Hitting the Reset Button

I remember a few months back, staring incredulously at the bank statement on my phone. I knew it was coming. But now that it was here, I still had a hard time accepting reality of the latest entry. It was a deposit. From the Social Security Administration. I really was retired.

One of the major challenges of retirement is finding something just as fulfilling as your former careers.

Yes, I know, retirement is supposed to be a good thing. The time and freedom to do what I want. When I want. Clean the garage (or not!). Go fishing. Plan a post-COVID cruise. Detail the car, then take it on a long drive with Helen. With the top down. Blasting classic rock songs.

Instead, there’s the nagging feeling of things left undone. Or being done too soon, almost before I even started. Oh, I had a wonderfully fulfilling work life. My first job was more than 50 years ago, an “off the books” summer job for a produce wholesaler loading and unloading trucks at restaurants all over central New York. Eventually there were careers in journalism, university public relations and, finally, education. Now, I answer only to God and Helen.

The feeling reminded me of watching my daughter drive away to North Carolina with her fiancé. For 19 years, my primary focus in life had been being her father. It was my identity. But as I watched my identity disappear down the street and around the corner, two words entered my head – “Now what?”

Those same two words bounced around my brain as I stared at the new bank deposit. “Now what?” The real question, of course, was a bit more philosophical but nonetheless just as real, “Why am I here?”

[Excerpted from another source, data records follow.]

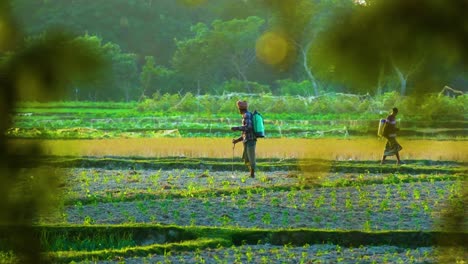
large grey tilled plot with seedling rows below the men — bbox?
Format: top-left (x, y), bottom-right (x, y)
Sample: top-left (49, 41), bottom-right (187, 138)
top-left (55, 169), bottom-right (468, 231)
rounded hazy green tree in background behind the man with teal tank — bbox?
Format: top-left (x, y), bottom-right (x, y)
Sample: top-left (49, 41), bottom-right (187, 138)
top-left (172, 17), bottom-right (264, 93)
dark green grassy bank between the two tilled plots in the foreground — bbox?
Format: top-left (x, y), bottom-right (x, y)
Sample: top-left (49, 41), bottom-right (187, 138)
top-left (1, 225), bottom-right (467, 263)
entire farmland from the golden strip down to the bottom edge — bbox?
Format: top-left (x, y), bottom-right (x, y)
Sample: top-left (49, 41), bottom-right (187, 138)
top-left (3, 102), bottom-right (468, 263)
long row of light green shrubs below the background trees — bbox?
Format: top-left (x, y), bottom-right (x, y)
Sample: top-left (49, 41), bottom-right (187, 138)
top-left (137, 92), bottom-right (468, 120)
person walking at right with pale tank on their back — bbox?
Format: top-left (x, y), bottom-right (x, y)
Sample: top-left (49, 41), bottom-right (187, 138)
top-left (380, 107), bottom-right (403, 165)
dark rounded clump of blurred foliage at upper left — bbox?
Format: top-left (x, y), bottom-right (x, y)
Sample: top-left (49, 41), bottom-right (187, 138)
top-left (10, 30), bottom-right (106, 101)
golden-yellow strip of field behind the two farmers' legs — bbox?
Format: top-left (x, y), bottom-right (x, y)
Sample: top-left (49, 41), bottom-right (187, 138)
top-left (15, 138), bottom-right (468, 162)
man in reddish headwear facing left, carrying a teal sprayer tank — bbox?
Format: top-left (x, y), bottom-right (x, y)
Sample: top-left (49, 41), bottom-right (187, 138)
top-left (231, 101), bottom-right (257, 178)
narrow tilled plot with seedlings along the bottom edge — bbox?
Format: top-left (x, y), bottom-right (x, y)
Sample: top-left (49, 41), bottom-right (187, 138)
top-left (99, 244), bottom-right (438, 264)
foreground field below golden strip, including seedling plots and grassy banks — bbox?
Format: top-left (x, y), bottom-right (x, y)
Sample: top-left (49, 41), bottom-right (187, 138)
top-left (15, 156), bottom-right (468, 263)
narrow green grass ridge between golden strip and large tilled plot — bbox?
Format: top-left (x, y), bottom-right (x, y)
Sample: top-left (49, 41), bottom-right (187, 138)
top-left (22, 156), bottom-right (468, 174)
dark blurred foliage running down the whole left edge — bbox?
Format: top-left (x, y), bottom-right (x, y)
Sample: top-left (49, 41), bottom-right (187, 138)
top-left (0, 1), bottom-right (104, 263)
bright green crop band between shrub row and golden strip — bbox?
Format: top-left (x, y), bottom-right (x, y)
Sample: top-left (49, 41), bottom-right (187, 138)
top-left (8, 104), bottom-right (466, 138)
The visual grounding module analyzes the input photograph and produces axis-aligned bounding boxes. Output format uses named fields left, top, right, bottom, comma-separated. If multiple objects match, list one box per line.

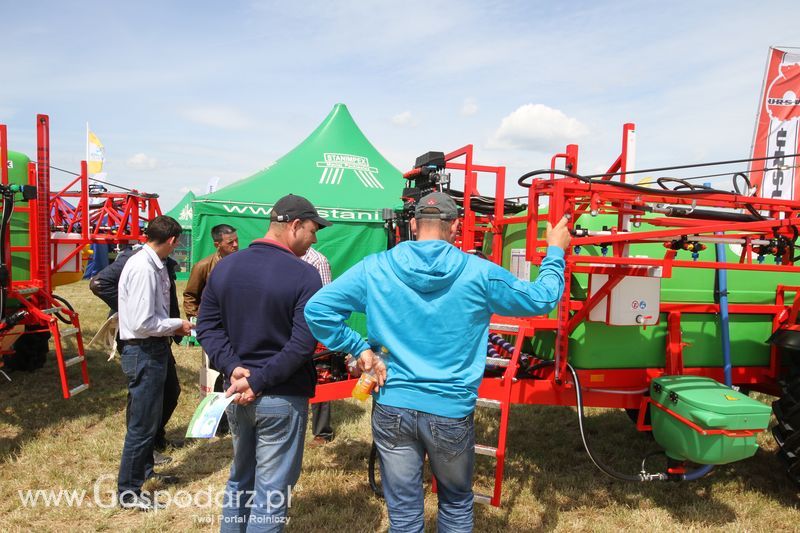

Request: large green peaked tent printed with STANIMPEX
left=192, top=104, right=404, bottom=325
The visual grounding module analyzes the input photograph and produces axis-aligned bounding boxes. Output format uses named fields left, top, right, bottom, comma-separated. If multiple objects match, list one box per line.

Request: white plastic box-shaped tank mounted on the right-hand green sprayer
left=589, top=268, right=661, bottom=326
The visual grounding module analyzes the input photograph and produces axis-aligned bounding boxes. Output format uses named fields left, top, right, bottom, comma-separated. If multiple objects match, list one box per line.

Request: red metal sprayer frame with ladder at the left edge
left=0, top=115, right=161, bottom=398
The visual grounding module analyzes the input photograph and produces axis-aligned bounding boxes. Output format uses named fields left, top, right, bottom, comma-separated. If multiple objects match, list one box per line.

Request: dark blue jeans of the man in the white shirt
left=117, top=337, right=172, bottom=497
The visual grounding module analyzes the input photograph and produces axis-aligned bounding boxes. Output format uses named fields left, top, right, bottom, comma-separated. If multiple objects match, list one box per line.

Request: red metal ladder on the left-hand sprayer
left=12, top=285, right=89, bottom=399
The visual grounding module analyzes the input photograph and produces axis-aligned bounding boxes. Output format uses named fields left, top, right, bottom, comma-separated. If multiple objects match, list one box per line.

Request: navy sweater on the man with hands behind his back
left=197, top=241, right=322, bottom=398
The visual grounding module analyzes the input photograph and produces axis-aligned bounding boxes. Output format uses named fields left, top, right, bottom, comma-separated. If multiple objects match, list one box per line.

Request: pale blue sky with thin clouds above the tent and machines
left=0, top=0, right=800, bottom=210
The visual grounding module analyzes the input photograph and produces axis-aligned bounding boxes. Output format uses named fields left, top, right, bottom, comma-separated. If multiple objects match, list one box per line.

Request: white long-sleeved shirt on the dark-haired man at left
left=118, top=245, right=183, bottom=340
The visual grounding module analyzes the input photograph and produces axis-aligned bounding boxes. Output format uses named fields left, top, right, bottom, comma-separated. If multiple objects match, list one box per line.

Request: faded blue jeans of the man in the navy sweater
left=220, top=396, right=308, bottom=532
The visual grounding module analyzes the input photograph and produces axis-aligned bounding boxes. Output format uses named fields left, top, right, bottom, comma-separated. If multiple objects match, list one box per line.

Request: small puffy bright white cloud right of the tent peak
left=488, top=104, right=589, bottom=151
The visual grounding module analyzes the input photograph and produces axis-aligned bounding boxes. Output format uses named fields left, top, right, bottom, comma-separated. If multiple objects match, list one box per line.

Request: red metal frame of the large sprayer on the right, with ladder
left=313, top=124, right=800, bottom=505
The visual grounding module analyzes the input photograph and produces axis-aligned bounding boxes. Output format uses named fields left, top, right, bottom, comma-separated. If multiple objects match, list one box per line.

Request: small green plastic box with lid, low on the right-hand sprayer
left=650, top=376, right=772, bottom=465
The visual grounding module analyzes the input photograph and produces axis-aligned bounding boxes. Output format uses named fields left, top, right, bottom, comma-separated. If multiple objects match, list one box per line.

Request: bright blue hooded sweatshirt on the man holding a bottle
left=305, top=240, right=564, bottom=418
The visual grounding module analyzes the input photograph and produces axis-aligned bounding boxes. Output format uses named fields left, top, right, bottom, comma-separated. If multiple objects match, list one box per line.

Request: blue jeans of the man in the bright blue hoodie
left=372, top=402, right=475, bottom=533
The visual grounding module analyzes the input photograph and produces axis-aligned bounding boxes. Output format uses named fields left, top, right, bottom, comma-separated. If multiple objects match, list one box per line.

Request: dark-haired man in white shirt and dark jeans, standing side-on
left=117, top=216, right=192, bottom=511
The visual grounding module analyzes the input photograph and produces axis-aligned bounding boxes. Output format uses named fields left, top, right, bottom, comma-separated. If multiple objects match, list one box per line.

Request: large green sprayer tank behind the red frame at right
left=494, top=211, right=800, bottom=369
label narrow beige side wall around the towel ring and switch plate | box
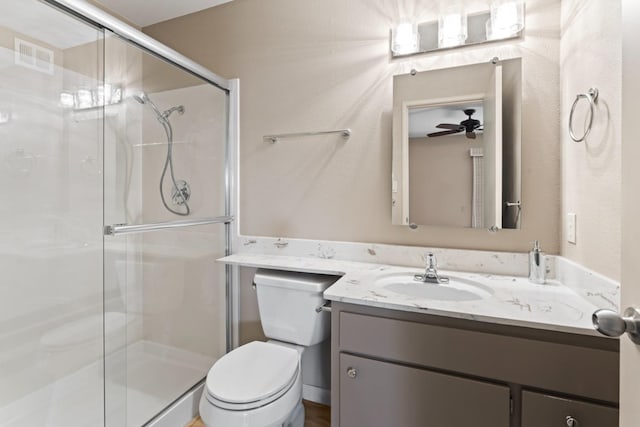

I have never been especially strong at discernment. All too often, I thought I knew where God was pointing me, only to have friends ask later, “What were you thinking?” That’s why, for the really major things, God tends to do the equivalent of slapping me on the back of the head – as he showed me several weeks later.

The question “Now what?” is still the starting point of my retirement discernment. The answer must focus on contributing something of value to avoid becoming inconsequential. Ramping up activity instead of shuffling off to the sidelines.

The best part about surf fishing in retirement is to go on weekdays when the beach isn’t very crowded. If only the fish would show up!

Retirement doesn’t necessarily mean my goals as a human being have changed. With the luxury of time, I should have more and better opportunities to serve God, serve others, and to find fulfillment in this precious gift of life God has granted me. I simply need to discern how God wants me to achieve those goals. In other words – “Now what?”